Re: Memory Use and/or efficiency passing scalars to subs
by TomDLux (Vicar) on Aug 30, 2003 at 16:29 UTC
    • How large are the large blocks of text?
    • How manyb is multiple?
    • How does that compare to the memory quota for a single proceess?

    If you're talking about half a dozen or a dozen 64K chunks, that counts as small stuff, nowadays. A friend got a new laptop with the memory upgrade, so he has 1GB of RAM... ten years ago, that was the hard drive for the four of us multi-tasking on a SparcStation.

    My first question when reading your message is to wonder why you have such large scalars?

    --
    TTTATCGGTCGTTATATAGATGTTTGCA

      I am processing html and xml retrieved via LWP::Simple Get() which returns the link contents to me in a scalar. I then process the $html/$xml, checking for changes and/or making changes as required.

      So, the scalars are not HUGE by todays standard. They are in the 40-64K size on average with some upto several hundred Kb. The problem is more about the fact that I am working through 100s to 1000s.

      Anyhow, one process I ran took over 13 hours to complete, which is hard to live with. So, I am looking to speed things up.

      One of the things I went looking for (among others) was to see if I was making unnecessary copies of data. Being new to perl I was not sure how arguments were passed to subroutines i.e. by value or by reference (aka ptrs).

      I found a statement in a book on Perl that says "When you pass scalars to subroutines they are passed by reference,... which acts like the address of the scalar.". The books also says that arrays etc. are copied into @_.

      Hummm, I thought, I need to look into what's going on here. Which is in part what prompted my questions. Thanks in advance for any insights.

        So, I am looking to speed things up.

        You are almost certainly barking at the wrong tree.

        You seem to be assuming that passing/copying large scalars makes much difference to runtime. Memory use sure. Runtime - not really, only if you get into swap.

        I will almost guarantee you that 99% of your runtime is spent in LWP - getting (waiting) the data.

        I would suggest Benchmarking before you try to optimise an area that probably has nothing at all to do with your speed issue.

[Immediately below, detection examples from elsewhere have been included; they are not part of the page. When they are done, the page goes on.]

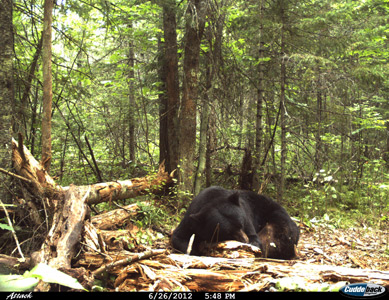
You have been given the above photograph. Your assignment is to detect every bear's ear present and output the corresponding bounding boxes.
[227,193,239,206]
[189,211,201,222]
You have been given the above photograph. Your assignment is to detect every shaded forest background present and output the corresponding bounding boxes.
[0,0,389,234]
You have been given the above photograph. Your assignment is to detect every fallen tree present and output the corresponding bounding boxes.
[0,141,389,291]
[2,138,173,290]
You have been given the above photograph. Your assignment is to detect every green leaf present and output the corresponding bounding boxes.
[0,263,85,292]
[0,275,39,292]
[30,264,85,290]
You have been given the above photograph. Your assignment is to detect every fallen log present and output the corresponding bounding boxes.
[31,186,88,269]
[91,204,139,230]
[12,139,174,205]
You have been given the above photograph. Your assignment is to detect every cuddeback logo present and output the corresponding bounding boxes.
[339,283,386,298]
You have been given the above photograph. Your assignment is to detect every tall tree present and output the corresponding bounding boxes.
[179,0,207,192]
[0,0,14,202]
[160,0,180,172]
[41,0,54,172]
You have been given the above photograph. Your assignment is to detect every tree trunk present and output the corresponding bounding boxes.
[252,0,265,191]
[179,0,206,192]
[128,23,135,163]
[31,186,88,269]
[41,0,54,172]
[278,8,287,201]
[0,0,14,203]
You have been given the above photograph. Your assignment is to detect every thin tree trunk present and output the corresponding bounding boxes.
[179,0,206,192]
[252,0,265,191]
[0,0,15,203]
[278,8,287,201]
[160,0,180,172]
[128,23,135,163]
[41,0,54,172]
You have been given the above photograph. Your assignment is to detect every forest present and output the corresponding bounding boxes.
[0,0,389,291]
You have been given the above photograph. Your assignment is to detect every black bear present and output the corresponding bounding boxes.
[171,187,300,259]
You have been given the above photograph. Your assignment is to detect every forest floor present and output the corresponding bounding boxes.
[298,225,389,271]
[81,219,389,291]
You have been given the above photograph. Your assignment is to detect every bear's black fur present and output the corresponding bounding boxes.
[171,187,299,259]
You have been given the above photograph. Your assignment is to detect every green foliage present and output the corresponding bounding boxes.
[0,263,85,292]
[12,0,389,229]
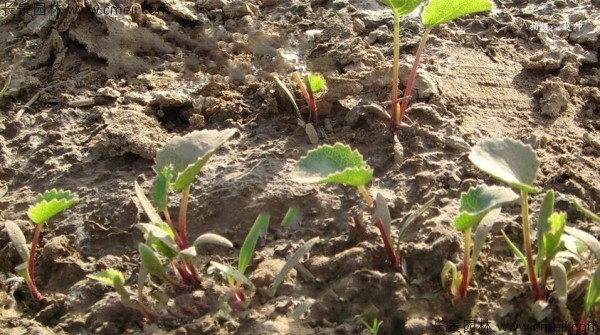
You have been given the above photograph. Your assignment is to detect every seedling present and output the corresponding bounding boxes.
[394,0,493,130]
[292,143,373,208]
[135,129,237,286]
[441,185,519,299]
[379,0,421,130]
[361,317,383,335]
[5,189,78,301]
[469,139,548,301]
[208,213,271,304]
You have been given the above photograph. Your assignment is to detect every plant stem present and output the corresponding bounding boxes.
[521,191,542,301]
[27,224,43,301]
[390,11,400,131]
[459,228,471,298]
[179,186,191,249]
[377,218,400,269]
[396,27,433,124]
[358,185,373,208]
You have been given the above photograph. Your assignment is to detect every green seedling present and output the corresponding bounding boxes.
[469,139,552,301]
[390,0,493,130]
[208,213,271,304]
[373,194,435,271]
[441,185,519,298]
[135,129,237,285]
[5,189,78,301]
[361,317,383,335]
[87,269,157,319]
[292,143,373,208]
[379,0,421,130]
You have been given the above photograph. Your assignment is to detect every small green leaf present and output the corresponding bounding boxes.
[469,138,540,193]
[281,207,300,228]
[155,129,237,192]
[138,243,167,278]
[87,269,125,287]
[292,143,373,187]
[27,189,78,225]
[152,166,171,212]
[307,73,326,93]
[454,185,519,231]
[238,213,271,274]
[421,0,493,28]
[269,237,319,297]
[4,221,29,263]
[379,0,421,15]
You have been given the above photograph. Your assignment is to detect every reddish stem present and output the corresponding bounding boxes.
[396,27,433,124]
[377,218,400,269]
[27,224,43,301]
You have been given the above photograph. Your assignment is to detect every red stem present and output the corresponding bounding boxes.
[396,27,433,124]
[28,224,43,301]
[377,218,400,269]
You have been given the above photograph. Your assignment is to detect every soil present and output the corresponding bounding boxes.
[0,0,600,335]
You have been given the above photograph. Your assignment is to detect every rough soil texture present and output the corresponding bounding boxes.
[0,0,600,334]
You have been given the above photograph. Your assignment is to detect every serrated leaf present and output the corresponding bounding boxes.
[421,0,493,27]
[469,207,501,276]
[4,221,29,263]
[292,143,373,187]
[194,233,233,248]
[379,0,421,15]
[238,213,271,274]
[133,181,162,223]
[156,129,237,192]
[208,261,254,287]
[27,189,78,225]
[469,138,540,194]
[152,166,171,212]
[269,237,319,297]
[87,269,125,287]
[138,243,167,278]
[306,73,326,93]
[454,185,519,231]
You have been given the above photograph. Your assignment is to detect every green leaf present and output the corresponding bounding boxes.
[379,0,421,15]
[454,185,519,231]
[538,213,567,256]
[269,237,319,297]
[238,213,271,274]
[306,73,326,93]
[421,0,493,28]
[27,189,78,225]
[152,166,171,212]
[469,138,539,193]
[573,200,600,223]
[133,181,162,223]
[4,221,29,263]
[583,267,600,315]
[292,143,373,187]
[138,243,167,279]
[281,206,300,228]
[87,269,125,287]
[155,129,237,192]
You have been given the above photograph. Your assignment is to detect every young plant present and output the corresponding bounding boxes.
[469,139,544,301]
[441,185,519,299]
[379,0,421,130]
[135,129,237,285]
[87,269,157,319]
[208,213,271,305]
[5,189,78,301]
[388,0,493,130]
[292,143,373,208]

        Assuming that I am right the easiest practical solution is to split your code into GET and a MUNGE units - this also makes the Benchmark a breeze. Anyway you will typically want to run 10-100 parallel LWP agents to pull down data as fast as your bandwidth/the target servers will deliver it. LWP::Parallel::UserAgent will probably be a lot more useful than LWP::Simple. Note don't accidentally implement a DOS attack on your target servers. First it is not nice. Second, some firewall implementations will lock your Agent/IP out if you hit it too hard.

        cheers

        tachyon

        s&&rsenoyhcatreve&&&s&n.+t&"$'$`$\"$\&"&ee&&y&srve&&d&&print

Re: Memory Use and/or efficiency passing scalars to subs
by Elian (Parson) on Sep 01, 2003 at 16:56 UTC
    If you really, really, really want named aliases without making copies or playing games with modules, then do so. Make your sub look like:
    sub foo { foreach my $arg1 ($_[0]) { foreach my $arg2 ($_[1]) { foreach my $arg3 ($_[2]) { # insert your code here which uses arg1, arg2, and arg3 } } } }
    Not, mind, that'd I'd recommend, nor even suggest that, but...
Re: Memory Use and/or efficiency passing scalars to subs
by dragonchild (Archbishop) on Sep 02, 2003 at 15:55 UTC
    Another option could be:
    # The following sub uses the following aliases: # I: [0] - $self # I: [1] - value # C: [2] - some temp space I use to calculate sub { }

    When did comments become passee? Self-commmenting code is nice, but if you're doing black magic for performance reasons, you will need to comment outside the code.

    ------
    We are the carpenters and bricklayers of the Information Age.

    The idea is a little like C++ templates, except not quite so brain-meltingly complicated. -- TheDamian, Exegesis 6

    Please remember that I'm crufty and crochety. All opinions are purely mine and all code is untested, unless otherwise specified.